SOUTH FLORIDA -- Coastal areas of the Everglades region, including portions of Key Largo, experienced significant reductions in plant life last decade as a result of saltwater inundation, according to a peer-reviewed paper published last month in the scientific journal Wetlands.
Though the extensive South Florida canal network built in the middle of the 20th century has reduced freshwater flow into the southern Everglades, the most important contributor to the saltwater intrusion is sea level rise, explained paper author Douglas Fuller, a University of Miami geography professor.
"In the past decade, nothing much has changed with the plumbing," Fuller said in reference to the canal system. "So it's probably more the sea level rise."
By analyzing satellite imagery for the years 2001 through 2010, Fuller concluded that plant life has diminished in 84 percent of the areas where statistically significant changes were observed. The study centered on areas around Taylor Slough, which is the largest natural freshwater source for Florida Bay. But it also included much of Key Largo as well the northern coast of Florida Bay and the southwest coast of Biscayne Bay.
Most of the areas of decline lie close to the coast, while areas where total plant life, or biomass, increased, were mainly several miles inland.
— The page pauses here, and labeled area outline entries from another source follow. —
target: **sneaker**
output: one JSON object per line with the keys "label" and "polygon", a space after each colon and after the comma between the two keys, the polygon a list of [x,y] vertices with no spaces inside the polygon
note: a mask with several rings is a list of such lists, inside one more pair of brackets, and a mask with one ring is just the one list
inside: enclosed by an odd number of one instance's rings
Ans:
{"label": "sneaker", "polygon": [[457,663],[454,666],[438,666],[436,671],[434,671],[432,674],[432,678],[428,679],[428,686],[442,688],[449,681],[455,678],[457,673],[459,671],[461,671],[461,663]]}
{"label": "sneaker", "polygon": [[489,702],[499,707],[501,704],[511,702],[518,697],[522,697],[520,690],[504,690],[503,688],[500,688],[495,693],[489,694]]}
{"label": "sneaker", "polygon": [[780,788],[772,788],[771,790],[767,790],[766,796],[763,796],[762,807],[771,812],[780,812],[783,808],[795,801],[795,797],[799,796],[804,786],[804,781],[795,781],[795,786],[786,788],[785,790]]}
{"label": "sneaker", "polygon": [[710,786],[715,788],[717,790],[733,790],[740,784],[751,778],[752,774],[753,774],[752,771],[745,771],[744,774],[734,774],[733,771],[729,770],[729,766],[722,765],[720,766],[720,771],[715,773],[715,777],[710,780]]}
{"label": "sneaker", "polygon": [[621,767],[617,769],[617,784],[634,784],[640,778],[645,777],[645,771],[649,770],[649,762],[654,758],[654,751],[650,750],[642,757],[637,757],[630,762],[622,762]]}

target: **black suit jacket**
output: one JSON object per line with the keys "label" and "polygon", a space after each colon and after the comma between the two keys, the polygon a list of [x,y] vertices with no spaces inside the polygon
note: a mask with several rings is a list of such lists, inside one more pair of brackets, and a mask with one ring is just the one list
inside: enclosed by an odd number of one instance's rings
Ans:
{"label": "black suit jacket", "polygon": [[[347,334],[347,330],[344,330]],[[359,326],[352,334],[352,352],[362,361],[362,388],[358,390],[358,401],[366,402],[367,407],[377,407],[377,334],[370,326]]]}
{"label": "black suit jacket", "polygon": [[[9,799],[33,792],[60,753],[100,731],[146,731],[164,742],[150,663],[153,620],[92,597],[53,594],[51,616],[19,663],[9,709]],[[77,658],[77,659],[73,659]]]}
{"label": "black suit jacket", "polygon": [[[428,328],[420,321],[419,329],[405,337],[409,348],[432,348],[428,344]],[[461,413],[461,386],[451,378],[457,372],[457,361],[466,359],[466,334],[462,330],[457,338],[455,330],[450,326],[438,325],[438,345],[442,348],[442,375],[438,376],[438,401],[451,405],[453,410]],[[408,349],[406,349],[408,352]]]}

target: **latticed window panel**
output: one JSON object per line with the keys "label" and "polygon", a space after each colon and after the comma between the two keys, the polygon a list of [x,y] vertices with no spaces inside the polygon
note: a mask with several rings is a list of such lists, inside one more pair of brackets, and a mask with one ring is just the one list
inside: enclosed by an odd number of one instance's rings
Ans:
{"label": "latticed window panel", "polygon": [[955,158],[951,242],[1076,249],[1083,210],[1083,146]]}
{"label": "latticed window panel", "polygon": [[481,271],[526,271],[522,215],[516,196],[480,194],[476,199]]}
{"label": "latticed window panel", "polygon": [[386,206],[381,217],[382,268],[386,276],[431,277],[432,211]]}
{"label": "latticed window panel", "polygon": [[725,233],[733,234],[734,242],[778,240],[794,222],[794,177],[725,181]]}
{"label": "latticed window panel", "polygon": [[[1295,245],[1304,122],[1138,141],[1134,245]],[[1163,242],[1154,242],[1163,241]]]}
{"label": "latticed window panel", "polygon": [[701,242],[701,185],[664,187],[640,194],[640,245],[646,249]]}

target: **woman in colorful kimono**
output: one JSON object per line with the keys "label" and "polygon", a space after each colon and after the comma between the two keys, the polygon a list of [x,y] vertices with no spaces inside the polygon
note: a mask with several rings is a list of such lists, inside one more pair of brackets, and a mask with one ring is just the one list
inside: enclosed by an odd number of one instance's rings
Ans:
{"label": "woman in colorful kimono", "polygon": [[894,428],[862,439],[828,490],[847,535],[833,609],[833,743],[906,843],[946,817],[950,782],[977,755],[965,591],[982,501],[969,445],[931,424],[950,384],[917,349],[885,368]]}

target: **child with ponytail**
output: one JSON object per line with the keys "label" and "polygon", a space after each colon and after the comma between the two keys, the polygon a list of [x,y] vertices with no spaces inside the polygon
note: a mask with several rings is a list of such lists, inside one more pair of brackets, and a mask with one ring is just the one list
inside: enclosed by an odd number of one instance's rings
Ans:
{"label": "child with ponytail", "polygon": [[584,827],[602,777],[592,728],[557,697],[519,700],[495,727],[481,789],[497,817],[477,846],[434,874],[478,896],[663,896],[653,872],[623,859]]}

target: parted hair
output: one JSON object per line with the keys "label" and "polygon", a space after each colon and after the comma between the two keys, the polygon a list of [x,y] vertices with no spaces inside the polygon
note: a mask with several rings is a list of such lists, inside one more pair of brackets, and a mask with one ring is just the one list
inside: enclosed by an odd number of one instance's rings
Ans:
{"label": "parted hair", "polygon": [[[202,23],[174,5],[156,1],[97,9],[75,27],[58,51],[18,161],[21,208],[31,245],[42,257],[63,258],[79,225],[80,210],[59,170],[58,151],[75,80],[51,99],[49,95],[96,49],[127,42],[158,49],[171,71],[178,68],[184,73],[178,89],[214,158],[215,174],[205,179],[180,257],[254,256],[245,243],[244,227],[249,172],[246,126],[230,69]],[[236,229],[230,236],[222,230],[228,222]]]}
A variety of habitats that are found within about 3 miles of the Everglades coast experienced diminished abundance, including sawgrass and its cousin spikerush, as well as tree islands.
Meanwhile, the white zone, which is the area in which salt residue is visible to satellites, has expanded inland.
Even mangrove forests, which are relatively salt-tolerant and have pushed inland as sea level has risen 9 inches in South Florida over the past century, are losing density, Fuller found. Mangrove density declined in four times as many areas as it increased.
The only winners identified in the study are low-lying and highly salt-tolerant scrub grasses.
The inward march of the sea in the low-lying Everglades coastline doesn't mean the River of Grass will change dramatically in the immediate term.
"But maybe in 100 years it will be very different," Fuller said.
Still, climate scientists predict the changes will be faster in the coming decades than they have been recently. The four-county Southeast Regional Climate Change Compact, which includes the Florida Keys, Miami, Fort Lauderdale and Palm Beach, project that sea levels will rise an additional 9 to 23 inches by 2060.
To date, mangrove communities have been able to take over freshwater habitats as sea level has increased, explained Leonard Pearlstine, a landscape ecologist for Everglades National Park. In so doing, they have continued to serve as a protective barrier against storm surges. But if the rate of sea level rise, now approximately 2.5 millimeters per year, goes much higher, that could change.
"You get much above 3 millimeters per year, mangroves simply can't keep up," Pearlstine said.
Chris Bergh, director of The Nature Conservancy's Keys office, said, so far, data shows that mangroves and buttonwoods on the islands have advanced with rising seas, replacing more freshwater-dependent hardwood hammocks and pine forests.
But even that's a problem, he explained. For example, the marsh rabbit used to be abundant in the Florida Keys. But it was placed on the endangered species list in 1990. In a 2012 study, researchers determined that 48 percent of the marsh rabbit's habitat was lost to sea level rise between 1959 and 2006.
"When you have a mix of vegetation types, that's the optimum situation from the standpoint of diversity," Bergh said. "Nature tourists are attracted to diversity. These different natural communities are attached to our economy in a number of ways."